Katı hal fiziği, madde çalışmasıyla ilgilenen fizik dalına denir. Kuantum mekaniği, elektromanyetizma, metalurji ve kristalografi gibi çeşitli yöntemlerle yapılır. Bir bütün olarak malzeme biliminin teorik temelini oluşturur. Katı madde veya katı maddelerin kuantum mekaniği, kristalografi, elektromanyetizma ve metalurji gibi yöntemlerle incelenmesi. Katı hal fiziğinin temel işlevi, bir katı maddenin atomik özelliklerinin genel özelliklerini nasıl etkilediğini incelemektir. Katıların özellikleri yüzyıllardır bilim adamları tarafından incelenmesine rağmen, 1940’lara kadar ayrı bir çalışma alanı olarak ortaya çıkmadı.
Temel Katı Hal Fiziği
Her katı madde yoğun etkileşimli atomlardan oluşur, aralarındaki etkileşim malzemenin özelliklerine karar verir. Maddenin mekanik, elektriksel, optik, termal ve manyetik özelliklerinin tümü onu oluşturan atomların etkileşimine bağlıdır. Atomların düzenli geometrik bir desende veya düzensiz bir desende hizalanması ilgili malzemelere ve oluşturulduğu koşullara bağlıdır. Düzenli ve düzensiz modellerin örneği sırasıyla metaller gibi kristalli katılar ve ortak pencere camı gibi amorf katılar olabilir.
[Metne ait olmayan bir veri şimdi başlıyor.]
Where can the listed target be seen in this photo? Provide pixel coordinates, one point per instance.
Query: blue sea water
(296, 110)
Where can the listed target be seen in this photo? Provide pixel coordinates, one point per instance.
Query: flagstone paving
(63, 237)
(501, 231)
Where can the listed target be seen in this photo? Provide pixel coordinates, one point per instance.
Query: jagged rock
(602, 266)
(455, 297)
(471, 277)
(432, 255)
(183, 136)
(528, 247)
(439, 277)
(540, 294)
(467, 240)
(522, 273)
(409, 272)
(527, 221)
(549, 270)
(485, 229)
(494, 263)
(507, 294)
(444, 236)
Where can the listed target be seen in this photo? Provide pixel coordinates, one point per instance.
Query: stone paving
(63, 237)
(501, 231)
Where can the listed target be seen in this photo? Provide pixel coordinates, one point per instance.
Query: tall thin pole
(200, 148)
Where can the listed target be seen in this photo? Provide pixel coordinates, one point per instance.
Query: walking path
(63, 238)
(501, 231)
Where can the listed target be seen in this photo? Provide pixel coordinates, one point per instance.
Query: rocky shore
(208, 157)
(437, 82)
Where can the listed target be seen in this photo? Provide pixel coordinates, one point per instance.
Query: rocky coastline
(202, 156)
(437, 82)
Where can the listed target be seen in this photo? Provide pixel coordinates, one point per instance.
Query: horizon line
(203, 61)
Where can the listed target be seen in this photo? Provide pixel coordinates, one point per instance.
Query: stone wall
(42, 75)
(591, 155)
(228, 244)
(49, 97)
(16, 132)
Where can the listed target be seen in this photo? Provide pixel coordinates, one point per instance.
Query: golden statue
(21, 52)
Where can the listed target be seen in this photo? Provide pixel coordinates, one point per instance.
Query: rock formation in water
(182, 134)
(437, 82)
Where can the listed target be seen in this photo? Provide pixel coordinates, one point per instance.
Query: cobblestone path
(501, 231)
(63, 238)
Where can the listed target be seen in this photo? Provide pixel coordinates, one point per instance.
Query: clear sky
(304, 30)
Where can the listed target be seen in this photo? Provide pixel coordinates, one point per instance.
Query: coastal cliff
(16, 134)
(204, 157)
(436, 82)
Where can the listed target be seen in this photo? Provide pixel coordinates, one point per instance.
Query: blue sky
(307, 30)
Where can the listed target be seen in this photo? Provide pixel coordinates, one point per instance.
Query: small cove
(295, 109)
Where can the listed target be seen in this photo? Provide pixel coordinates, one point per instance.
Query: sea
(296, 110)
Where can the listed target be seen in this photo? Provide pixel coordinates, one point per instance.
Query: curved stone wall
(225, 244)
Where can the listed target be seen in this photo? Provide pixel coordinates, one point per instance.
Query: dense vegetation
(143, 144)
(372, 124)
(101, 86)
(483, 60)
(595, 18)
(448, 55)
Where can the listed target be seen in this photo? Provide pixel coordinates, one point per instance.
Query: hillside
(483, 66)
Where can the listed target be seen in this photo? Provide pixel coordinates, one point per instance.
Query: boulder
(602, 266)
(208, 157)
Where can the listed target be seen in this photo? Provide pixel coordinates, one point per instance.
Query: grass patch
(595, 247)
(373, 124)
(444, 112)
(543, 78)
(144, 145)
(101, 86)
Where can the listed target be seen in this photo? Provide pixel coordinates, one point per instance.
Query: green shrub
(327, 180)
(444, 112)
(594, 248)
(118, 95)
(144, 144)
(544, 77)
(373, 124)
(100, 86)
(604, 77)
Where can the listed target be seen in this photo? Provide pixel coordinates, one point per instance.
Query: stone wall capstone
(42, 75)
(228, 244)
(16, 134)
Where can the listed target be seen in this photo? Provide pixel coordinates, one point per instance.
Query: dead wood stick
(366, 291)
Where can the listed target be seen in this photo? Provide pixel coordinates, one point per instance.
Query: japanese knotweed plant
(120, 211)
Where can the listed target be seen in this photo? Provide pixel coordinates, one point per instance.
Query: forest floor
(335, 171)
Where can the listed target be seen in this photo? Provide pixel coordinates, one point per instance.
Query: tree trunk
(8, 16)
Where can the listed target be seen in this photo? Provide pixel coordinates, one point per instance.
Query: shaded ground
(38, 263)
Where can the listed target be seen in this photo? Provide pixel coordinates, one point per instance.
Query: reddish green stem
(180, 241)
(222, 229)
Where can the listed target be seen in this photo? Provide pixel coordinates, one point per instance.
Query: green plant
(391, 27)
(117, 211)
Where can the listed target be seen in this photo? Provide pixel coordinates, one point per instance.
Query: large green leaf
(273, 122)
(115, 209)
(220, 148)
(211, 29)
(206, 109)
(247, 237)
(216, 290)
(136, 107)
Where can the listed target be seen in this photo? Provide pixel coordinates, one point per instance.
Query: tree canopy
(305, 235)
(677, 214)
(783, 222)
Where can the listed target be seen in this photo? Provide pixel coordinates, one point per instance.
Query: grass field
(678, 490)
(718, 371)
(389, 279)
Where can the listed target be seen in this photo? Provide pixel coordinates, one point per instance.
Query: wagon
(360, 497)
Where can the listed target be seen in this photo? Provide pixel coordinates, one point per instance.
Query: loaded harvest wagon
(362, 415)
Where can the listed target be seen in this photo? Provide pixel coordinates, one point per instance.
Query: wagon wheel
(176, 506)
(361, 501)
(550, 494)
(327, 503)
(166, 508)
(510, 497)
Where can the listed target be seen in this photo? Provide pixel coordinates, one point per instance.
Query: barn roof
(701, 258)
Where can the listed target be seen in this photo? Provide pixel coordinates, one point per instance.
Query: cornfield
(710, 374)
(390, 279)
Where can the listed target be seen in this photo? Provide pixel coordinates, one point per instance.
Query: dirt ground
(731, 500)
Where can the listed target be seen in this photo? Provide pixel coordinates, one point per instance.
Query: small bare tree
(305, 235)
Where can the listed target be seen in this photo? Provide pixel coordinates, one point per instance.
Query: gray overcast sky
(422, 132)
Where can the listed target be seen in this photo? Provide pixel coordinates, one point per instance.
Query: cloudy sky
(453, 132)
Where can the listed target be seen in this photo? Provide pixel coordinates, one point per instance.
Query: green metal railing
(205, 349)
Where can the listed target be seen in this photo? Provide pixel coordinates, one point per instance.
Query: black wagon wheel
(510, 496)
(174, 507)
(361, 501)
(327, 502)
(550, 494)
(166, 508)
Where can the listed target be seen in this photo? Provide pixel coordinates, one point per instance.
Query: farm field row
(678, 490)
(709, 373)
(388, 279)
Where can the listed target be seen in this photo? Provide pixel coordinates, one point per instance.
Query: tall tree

Katı hal Fiziği Uygulaması
Katı hal fiziği ile açıklanan kavramlar etrafımıza titizlikle uygulanır. Bunlar arasında en önemlileri:
-
Cep telefonları ve bilgisayarlar gibi elektronik cihazlar
-
Lazer ve fiber optik gibi optik cihazlar
-
Manyetik Rezonans Görüntüleme (MRI) gibi mıknatıs tabanlı cihazlar ve titreşimli cihazlar
-
Silikon bazlı mantık ve bellek bitleri
Başka bir deyişle modern teknoloji kavramı, katı hal fiziğinin prensiplerine dayanmaktadır. Bir binadaki kablolama, pencere camı ve buzdolabı kapısındaki mıknatıs gibi düzenli şeyler bile katı hal fiziğinden türetilen ilkelere bağlıdır.
Katı hal fiziği kavramları
1912’de Max von Laue, kristallerin X ışınlarını düzenli bir şekilde kırdığını tespit etti. X ışını kırınım fotoğrafları, bir kristalin tekrarlanan düzende atomların veya moleküllerin düzenlemesi olduğunu ortaya koydu. Belirli model genellikle kristalin özelliklerini açıklamaya yardımcı olur. Örneğin bir tür kristal düzenlemesi olan metaller düşük sıcaklıklarda kırılgan hale gelirken, başka bir türü olan metaller güçlü kalır.
Kristalograflar kristal atomlarının örüntülerini analiz ederken, atom ve kuantum teorisyenleri bu örüntülere hangi kuvvetlerin neden olduğunu belirlemeye çalışırlar. Atom teorisi, dışı negatif yüklü elektronlarla çevrili merkezi, pozitif yüklü bir çekirdeğe sahip olduğunu varsayar. Kristalin katıları, bu elektronların en dıştaki etkisine bağlı olarak iyonik, kovalent, metalik veya moleküler kristaller olarak sınıflandırılmasıdır.